Faber come Fabrizio

Fotografare un artista non è semplice. L’ingrediente alchemico fondamentale è che sia un altro artista a farlo. Non si tratta tanto di cogliere l’uomo quanto la scintilla che lo rende unico ed irripetibile. Non è uno specchio sul reale, ma sul suo universo interiore.
Mimmo Dabbrescia è un ritrattista di anime. Il suo gesto risulta semplice, naturale, perché nasce da un incontro di creatività. Affinità elettive, segnali non detti, sorrisi allusivi di una comune fonte d’ispirazione. La sua empatia gli consente d’interpretare i lievi pensieri che attraversano i volti dell’Arte. La sua innata umiltà, gli permette di scomparire dietro la macchina fotografica per lasciare emergere, come una sapiente levatrice, l’artista ritratto, lasciando cadere le spoglie della quotidiana maschera sociale. Memorabile il suo lavoro con un giovane Fabrizio De Andrè, il cantautore protagonista degli scatti realizzati fra il 1969 e il 1974. L’opera di Dabbrescia ci rimanda l’animo poetico di Faber; il “poeta sociale” che è stato così semplice amare e non il personaggio osannato nei concerti. Sono scatti sapienti e delicati, in punta di piedi.

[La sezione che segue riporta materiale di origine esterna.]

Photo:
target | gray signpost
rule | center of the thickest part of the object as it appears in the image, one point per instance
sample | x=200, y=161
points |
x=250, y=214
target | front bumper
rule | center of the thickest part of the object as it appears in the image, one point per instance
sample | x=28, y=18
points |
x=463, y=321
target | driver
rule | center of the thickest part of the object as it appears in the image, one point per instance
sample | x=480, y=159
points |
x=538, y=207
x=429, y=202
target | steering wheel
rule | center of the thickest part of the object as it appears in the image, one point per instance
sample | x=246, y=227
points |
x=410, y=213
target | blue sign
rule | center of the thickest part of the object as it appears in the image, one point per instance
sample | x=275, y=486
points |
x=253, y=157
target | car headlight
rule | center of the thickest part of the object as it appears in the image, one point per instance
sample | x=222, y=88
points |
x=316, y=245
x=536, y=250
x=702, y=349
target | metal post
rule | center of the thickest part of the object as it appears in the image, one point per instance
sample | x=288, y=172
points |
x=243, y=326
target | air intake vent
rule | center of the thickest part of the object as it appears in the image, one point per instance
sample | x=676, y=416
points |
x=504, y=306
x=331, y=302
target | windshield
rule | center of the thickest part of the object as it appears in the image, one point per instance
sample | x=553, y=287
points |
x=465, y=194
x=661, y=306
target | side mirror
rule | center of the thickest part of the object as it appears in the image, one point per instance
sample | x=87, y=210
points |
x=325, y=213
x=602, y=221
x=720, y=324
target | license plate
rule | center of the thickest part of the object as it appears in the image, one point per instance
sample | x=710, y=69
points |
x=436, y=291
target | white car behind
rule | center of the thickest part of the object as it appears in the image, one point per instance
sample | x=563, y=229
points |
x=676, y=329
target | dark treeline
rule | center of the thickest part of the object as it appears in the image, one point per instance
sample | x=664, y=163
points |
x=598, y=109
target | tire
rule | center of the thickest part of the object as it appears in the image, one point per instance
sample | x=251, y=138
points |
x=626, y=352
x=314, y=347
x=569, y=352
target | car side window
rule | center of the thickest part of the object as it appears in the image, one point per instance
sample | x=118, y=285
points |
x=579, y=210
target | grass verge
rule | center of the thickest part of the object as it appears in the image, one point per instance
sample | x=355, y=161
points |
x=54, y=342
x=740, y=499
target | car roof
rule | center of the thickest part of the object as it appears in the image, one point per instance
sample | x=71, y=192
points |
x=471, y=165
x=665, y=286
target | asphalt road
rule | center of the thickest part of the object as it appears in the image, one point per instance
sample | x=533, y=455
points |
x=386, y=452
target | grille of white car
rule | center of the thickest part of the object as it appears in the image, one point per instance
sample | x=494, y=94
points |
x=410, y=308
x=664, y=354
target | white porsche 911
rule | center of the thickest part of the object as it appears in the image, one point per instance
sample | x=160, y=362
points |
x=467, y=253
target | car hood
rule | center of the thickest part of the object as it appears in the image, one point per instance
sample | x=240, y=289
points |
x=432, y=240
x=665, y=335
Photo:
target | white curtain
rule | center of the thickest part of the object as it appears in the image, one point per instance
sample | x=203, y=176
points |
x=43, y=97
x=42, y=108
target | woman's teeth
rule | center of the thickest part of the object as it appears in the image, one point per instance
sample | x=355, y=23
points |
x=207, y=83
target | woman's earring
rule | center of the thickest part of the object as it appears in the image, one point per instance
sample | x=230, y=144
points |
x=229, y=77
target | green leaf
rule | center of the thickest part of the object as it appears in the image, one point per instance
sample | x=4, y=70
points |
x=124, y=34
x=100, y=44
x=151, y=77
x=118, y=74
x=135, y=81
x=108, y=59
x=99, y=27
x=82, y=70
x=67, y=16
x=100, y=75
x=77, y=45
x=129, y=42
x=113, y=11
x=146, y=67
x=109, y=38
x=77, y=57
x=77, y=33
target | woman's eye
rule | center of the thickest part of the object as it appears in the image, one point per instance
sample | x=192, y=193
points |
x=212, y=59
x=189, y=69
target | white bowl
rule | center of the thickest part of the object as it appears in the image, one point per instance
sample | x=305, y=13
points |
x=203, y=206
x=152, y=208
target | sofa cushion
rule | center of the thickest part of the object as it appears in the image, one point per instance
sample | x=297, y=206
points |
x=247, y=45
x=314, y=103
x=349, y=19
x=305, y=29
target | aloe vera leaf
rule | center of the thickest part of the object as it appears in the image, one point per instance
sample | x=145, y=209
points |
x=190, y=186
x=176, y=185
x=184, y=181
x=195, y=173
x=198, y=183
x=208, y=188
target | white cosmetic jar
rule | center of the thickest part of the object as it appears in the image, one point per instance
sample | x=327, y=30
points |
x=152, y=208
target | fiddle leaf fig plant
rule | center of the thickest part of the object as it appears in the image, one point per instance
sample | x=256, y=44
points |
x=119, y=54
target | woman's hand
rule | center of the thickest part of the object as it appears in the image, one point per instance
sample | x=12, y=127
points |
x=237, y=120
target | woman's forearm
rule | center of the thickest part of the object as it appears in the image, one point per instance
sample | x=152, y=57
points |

Due sensibilità in reciproco ascolto. Echi lontani di una poesia umana mai dimenticata e, in un istante magico e assoluto, qualcuno potrebbe anche giurare di aver sentito le note di una poesia musicale che è ormai dentro di noi.
Ecco alcuni estratti di conversazione con cui Mimmo Dabbrescia ricorda Fabrizio De André. Nel ’69 la casa discografica che seguiva De André incaricò Dabbrescia di fargli dei ritratti. “Non è un personaggio facile”, mi dissero, “vedi cosa puoi fare. Ci fidiamo di te”. Fissammo un appuntamento nella sua casa di Genova. Quando mi presentai, la moglie mi disse che era dovuto partire per Londra. Lo rintracciò per telefono e concordammo un nuovo incontro due giorni dopo. Tornai e stavolta non mancò l’appuntamento. Né quello, né tutti gli altri che vennero dopo. Parlammo delle fotografie che la casa discografica mi aveva chiesto di fargli. “Ma se il disco non lo abbiamo ancora fatto?”, mi disse. Gli risposi che avevo anche alcuni giornali ai quali proporle. Alla fine si convinse e si fece fotografare. 
E ancora: Ci sono tornato per cinque anni. L’ho ripreso in casa, da solo, con la famiglia, mentre giocava con suo figlio Cristiano, sulla spiaggia di fronte casa sua… Era una miniera da cui estraevo continuamente pietre preziose: quando si parlava di De André c’era sempre necessità di immagini di qualsiasi tipo. “Si vendono le mie foto?”, mi chiedeva. Io gli dicevo di sì. “Allora sto diventando popolare… Ecco perché mi chiedono così tanti concerti”. Nel privato non era molto diverso da come appariva sulla scena. Era preparato, colto, più avanti di altri personaggi del suo tempo. Già allora era il simbolo di una cultura. Amava vivere di notte. Era riservato e i suoi unici contatti sociali erano quelli con i suoi arrangiatori. Lo ricordo con la sigaretta sempre tra le labbra…
 
Informazioni
Mimmo Dabbrescia
Faber
Dal 13 settembre al 20 ottobre
Galleria Ca’ di Fra’ – via Carlo Farini, 2 – Milano
Orario: lunedì-venerdì 10-13 e 15-19. Sabato su appuntamento.